Residents of Rhode Island who have been diagnosed with a qualifying debilitating medical condition have the right to obtain and use medical cannabis if they have received a physician’s written certification form.
A registered caregiver must be at least 21 years old to participate in the program. Registered caregivers will be required to provide proof of residency and complete a National Criminal Information Center (NCIC) background check from a local police department, the Rhode Island State Police, or with the Attorney General’s Office.
Qualifying patients may designate one authorized purchaser to assist in purchasing and delivering marijuana from a compassion center or cooperative cultivator. An authorized purchaser must be at least 21 years old and must complete an NCIC background check as well. An authorized purchaser may live out of state.

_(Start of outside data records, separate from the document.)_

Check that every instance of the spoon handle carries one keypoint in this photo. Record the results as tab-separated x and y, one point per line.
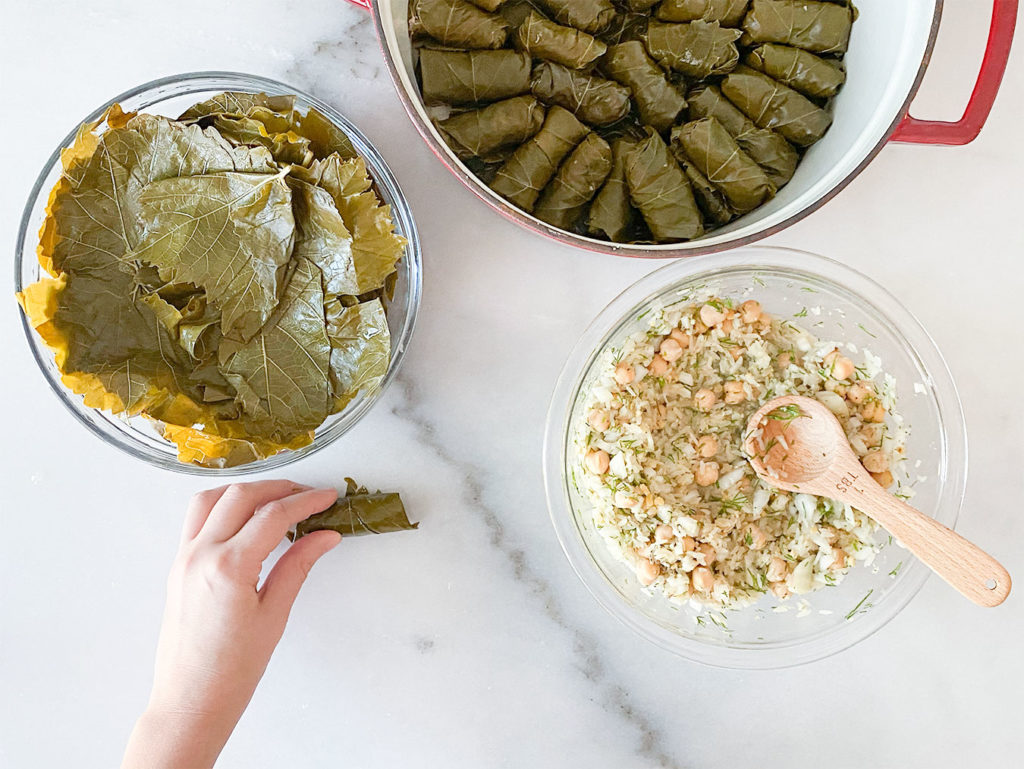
966	566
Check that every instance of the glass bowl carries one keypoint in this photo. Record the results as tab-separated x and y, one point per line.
853	308
171	96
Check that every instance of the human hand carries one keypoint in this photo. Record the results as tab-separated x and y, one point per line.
220	627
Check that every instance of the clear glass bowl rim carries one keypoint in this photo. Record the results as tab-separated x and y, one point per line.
764	259
178	85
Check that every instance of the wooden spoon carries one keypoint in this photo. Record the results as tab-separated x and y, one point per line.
797	444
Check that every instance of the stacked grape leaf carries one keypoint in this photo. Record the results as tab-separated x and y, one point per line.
634	121
224	274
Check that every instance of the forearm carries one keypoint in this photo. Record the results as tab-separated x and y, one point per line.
176	740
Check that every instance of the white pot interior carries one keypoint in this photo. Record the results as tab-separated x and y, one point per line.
887	48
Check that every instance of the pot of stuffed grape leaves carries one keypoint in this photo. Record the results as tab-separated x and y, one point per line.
675	127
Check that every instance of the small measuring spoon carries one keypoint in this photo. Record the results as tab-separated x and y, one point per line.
797	444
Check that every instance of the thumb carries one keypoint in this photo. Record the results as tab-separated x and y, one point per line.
286	578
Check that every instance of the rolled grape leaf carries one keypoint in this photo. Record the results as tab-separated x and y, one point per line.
472	77
726	12
458	24
483	133
698	49
532	165
710	200
767	148
660	191
717	156
818	27
564	45
798	69
611	212
229	233
358	513
577	181
591	98
771	104
589	15
283	374
658	101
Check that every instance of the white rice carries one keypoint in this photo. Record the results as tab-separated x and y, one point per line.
763	539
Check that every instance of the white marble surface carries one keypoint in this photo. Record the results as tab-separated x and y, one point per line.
472	643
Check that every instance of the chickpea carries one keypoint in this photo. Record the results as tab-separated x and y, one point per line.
711	316
707	473
734	392
839	366
625	374
709	553
704	580
671	349
777	569
599	420
872	411
871	433
647	571
597	462
657	366
682	337
708	446
705	399
876	462
750	311
840	556
884	479
859	392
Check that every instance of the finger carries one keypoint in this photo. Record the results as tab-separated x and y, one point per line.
198	511
290	572
238	504
267	527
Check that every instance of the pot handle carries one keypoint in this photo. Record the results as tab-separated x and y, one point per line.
966	130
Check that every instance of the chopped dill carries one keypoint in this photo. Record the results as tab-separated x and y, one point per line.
860	603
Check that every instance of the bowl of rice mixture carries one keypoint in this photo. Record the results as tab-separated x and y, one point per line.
654	502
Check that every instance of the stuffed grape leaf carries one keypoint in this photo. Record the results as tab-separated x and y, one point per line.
660	191
486	132
611	212
818	27
767	148
726	12
530	167
798	69
358	513
579	178
564	45
458	24
658	101
473	77
591	98
589	15
717	156
698	49
771	104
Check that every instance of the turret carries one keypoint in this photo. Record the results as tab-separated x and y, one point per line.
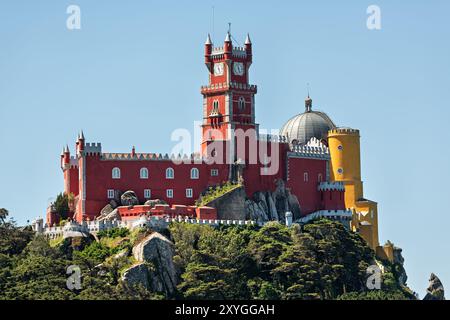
208	51
248	48
66	155
228	46
308	104
80	142
65	158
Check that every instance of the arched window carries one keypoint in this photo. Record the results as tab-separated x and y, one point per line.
194	173
241	103
116	173
170	174
144	173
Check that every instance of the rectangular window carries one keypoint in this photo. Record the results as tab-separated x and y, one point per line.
110	194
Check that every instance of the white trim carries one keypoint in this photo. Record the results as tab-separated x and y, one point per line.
195	173
170	173
115	173
110	193
143	173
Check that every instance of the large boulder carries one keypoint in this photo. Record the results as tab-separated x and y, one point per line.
435	290
272	212
129	198
153	202
157	251
137	275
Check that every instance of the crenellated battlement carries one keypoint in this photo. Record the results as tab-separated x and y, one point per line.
218	53
309	152
93	148
347	131
331	186
225	86
272	138
73	162
152	157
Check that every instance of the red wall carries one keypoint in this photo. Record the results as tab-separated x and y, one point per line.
99	180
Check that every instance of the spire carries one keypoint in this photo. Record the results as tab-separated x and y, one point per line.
308	104
228	37
208	39
247	39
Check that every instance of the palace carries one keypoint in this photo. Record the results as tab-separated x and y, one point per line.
311	169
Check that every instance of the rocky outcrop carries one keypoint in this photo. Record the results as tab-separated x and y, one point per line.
231	205
399	260
435	290
153	202
137	275
155	269
264	205
129	198
113	215
268	205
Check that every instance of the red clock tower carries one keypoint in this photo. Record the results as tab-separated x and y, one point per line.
228	100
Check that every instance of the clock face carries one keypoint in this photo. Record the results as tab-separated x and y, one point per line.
238	68
218	69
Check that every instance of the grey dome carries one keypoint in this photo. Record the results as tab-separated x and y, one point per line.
301	128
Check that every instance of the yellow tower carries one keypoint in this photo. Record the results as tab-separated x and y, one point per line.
345	166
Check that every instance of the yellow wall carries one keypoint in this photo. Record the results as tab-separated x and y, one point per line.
345	166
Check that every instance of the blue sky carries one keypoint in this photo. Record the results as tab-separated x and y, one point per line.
132	75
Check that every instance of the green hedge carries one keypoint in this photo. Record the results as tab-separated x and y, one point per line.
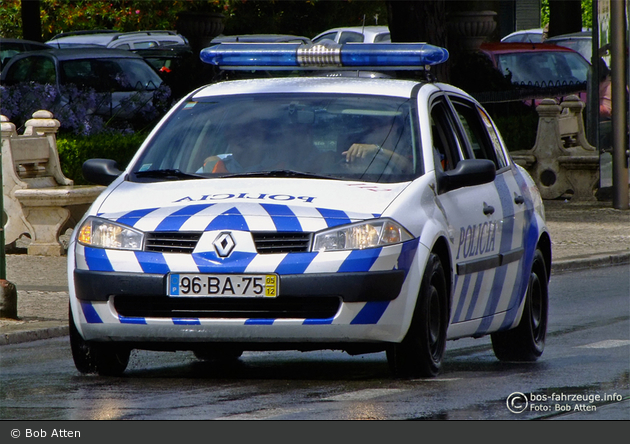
74	150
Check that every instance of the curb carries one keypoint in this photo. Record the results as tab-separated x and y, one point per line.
18	337
594	261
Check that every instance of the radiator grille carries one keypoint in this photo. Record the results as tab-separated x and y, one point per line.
321	307
274	242
172	242
266	243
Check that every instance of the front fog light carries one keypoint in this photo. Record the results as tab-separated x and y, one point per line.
102	233
360	236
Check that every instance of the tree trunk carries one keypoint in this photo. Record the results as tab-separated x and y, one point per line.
31	21
565	16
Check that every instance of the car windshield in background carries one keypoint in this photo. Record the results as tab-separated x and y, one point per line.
105	75
349	137
545	68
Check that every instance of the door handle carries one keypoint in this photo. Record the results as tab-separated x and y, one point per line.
488	209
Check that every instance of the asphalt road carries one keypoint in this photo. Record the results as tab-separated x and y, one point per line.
583	374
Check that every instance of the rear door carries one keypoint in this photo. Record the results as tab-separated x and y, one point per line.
487	220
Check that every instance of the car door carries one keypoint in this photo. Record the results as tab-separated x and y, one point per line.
476	217
506	263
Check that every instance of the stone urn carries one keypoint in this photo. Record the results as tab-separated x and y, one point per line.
200	27
472	28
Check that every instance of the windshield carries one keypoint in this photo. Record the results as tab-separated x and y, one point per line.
106	75
544	68
350	137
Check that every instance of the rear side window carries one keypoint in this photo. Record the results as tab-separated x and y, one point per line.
479	132
34	69
350	37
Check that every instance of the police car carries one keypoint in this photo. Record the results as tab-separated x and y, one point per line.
315	212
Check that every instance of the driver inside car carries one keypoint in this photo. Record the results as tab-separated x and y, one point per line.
384	139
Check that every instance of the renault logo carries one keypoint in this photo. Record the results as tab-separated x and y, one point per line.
224	244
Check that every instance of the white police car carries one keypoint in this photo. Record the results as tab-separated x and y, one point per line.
349	213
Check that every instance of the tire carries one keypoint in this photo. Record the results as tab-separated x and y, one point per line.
91	357
526	342
421	352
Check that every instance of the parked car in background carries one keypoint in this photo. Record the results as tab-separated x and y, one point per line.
11	47
541	65
119	40
119	77
356	34
577	41
261	38
527	36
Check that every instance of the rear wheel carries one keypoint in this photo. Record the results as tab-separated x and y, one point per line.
94	357
420	354
526	342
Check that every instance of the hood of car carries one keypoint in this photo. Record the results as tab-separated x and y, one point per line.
247	204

There is currently no online registry. Patients may complete an application online, but all applications must be mailed to the DOH for review and approval. The application process takes 2-4 weeks from the date it is received by the DOH. Patient and caregiver registrations issued or renewed after Jan. 1, 2017, will expire one year from the date issued. Renewal applications are sent out 60 days before your expiration date.

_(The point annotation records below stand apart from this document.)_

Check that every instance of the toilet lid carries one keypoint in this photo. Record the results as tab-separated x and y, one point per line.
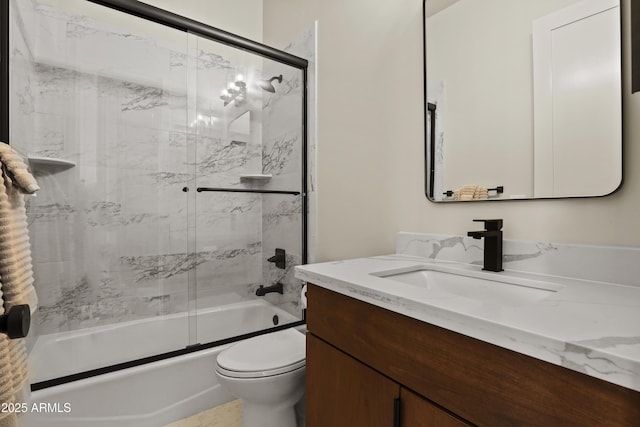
264	355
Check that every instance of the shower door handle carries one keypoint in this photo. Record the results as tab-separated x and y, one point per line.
16	322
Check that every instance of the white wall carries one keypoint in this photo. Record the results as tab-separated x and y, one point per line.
371	139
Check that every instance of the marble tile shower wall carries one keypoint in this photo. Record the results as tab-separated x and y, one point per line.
282	157
110	235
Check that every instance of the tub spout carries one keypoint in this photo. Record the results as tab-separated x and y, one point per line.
263	290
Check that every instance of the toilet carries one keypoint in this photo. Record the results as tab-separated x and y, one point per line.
267	373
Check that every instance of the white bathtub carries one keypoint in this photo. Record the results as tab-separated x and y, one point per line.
154	394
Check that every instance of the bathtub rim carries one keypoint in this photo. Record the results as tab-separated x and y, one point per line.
162	356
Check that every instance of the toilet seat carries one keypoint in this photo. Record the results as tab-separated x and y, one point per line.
264	355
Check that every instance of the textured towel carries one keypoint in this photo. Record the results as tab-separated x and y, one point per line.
16	275
471	192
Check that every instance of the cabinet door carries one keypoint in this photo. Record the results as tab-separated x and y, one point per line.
342	392
419	412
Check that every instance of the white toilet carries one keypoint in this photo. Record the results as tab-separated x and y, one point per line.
267	373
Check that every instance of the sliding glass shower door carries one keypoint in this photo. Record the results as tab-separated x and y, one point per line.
172	168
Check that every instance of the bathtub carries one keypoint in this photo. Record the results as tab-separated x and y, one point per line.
153	394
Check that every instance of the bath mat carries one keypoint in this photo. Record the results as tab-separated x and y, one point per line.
226	415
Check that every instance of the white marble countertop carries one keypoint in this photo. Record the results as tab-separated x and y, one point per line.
590	327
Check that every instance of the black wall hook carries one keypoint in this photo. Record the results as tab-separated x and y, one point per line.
16	322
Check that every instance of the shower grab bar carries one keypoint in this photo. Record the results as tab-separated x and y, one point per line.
246	190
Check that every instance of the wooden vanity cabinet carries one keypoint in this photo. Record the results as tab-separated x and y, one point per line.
367	366
346	392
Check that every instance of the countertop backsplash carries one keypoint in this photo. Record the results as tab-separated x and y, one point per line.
611	264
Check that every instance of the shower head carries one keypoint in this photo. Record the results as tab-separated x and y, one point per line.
267	85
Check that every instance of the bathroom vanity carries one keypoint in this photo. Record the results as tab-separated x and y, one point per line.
363	361
381	352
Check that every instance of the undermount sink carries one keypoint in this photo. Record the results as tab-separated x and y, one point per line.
487	287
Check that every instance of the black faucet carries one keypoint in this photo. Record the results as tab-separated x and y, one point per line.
263	290
492	235
279	258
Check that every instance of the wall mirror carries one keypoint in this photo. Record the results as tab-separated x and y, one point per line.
524	99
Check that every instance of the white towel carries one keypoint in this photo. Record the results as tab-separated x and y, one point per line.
16	275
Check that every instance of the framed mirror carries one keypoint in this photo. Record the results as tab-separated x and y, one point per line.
523	99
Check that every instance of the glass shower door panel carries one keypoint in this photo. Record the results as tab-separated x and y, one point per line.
107	92
248	130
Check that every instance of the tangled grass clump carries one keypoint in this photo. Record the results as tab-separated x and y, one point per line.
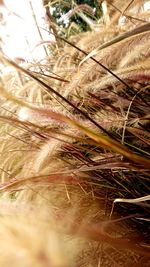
75	154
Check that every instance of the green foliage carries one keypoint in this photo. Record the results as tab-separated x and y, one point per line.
68	13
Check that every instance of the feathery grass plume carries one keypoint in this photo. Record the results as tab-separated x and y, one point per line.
74	149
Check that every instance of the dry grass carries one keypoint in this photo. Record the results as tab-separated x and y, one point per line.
74	150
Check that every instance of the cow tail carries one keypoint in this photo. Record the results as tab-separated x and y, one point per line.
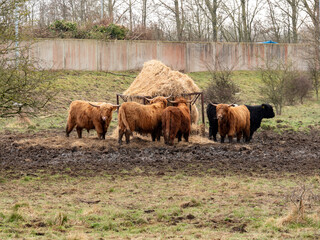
168	126
123	120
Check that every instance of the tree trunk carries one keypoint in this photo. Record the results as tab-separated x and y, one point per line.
244	21
144	13
110	10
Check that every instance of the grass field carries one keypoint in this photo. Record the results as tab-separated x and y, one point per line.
163	207
172	205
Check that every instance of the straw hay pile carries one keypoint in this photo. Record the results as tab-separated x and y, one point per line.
156	79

- Cachexia, or wasting syndrome
- Cancer or cancer treatment including chemotherapy and radiation therapy
- Glaucoma or glaucoma treatment
- Hepatitis C or treatment for hepatitis C
- Seizures, including but not limited to those characteristic of epilepsy
- Severe, debilitating, or chronic pain
- Severe nausea
- Severe and persistent muscle spasms, including but not limited to those characteristic of:
- Multiple sclerosis
- Crohn’s disease
- Agitation related to Alzheimer’s disease
- Post-traumatic stress disorder (PTSD) – patient must be 18 or older
1. Obtain a physician’s certification that confirms the patient suffers from at least one qualifying medical condition.

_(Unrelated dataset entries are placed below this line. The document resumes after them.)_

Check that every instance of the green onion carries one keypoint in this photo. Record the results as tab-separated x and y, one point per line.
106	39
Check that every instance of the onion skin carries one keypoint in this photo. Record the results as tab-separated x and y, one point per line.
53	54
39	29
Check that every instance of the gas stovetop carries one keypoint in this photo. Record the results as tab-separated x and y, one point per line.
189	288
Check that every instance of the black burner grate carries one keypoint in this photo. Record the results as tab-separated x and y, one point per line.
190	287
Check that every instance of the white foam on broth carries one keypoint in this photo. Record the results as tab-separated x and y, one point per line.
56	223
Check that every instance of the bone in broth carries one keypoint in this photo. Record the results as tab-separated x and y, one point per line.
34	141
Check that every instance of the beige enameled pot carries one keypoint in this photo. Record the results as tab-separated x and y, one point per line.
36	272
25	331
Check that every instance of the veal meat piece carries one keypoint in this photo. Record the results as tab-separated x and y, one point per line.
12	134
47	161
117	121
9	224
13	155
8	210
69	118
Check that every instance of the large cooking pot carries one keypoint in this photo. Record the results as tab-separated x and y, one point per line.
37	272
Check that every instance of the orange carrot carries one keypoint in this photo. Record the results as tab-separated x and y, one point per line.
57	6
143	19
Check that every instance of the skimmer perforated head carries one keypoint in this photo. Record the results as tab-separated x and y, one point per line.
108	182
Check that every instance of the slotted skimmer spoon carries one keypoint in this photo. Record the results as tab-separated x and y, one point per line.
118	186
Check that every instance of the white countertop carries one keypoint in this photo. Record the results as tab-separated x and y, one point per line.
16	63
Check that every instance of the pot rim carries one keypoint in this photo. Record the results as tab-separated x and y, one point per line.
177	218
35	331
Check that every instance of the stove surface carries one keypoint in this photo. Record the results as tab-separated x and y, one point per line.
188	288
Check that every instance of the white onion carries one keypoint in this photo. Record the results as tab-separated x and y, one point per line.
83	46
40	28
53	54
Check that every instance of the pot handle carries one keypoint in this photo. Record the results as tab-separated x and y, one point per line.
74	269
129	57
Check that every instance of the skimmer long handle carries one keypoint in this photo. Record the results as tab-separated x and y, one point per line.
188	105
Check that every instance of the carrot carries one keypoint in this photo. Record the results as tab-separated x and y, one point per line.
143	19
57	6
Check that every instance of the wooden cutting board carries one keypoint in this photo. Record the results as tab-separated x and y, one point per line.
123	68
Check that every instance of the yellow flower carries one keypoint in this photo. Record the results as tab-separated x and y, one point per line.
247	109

2. Complete and submit an application to the DOH office at:
Department of Health
Center for Professional Licensing, Room 105A
3 Capitol Hill, Providence, RI 02908-5097
3. Provide a valid state-issued identification card to establish proof of Rhode Island residency
4. Submit applicable application fee(s):
$50 patient application fee
$100 caregiver application fee
$50 authorized purchaser application fee
5. Caregiver and authorized purchaser information are always provided by the patient.
The Rhode Island Department of Health has stipulated all medical cannabis harvested by licensed cultivators and registered compassion centers be tested for safety and quality control. However, the DOH has yet to draft or adopt any official state testing regulations.
This page was last updated September 5, 2018.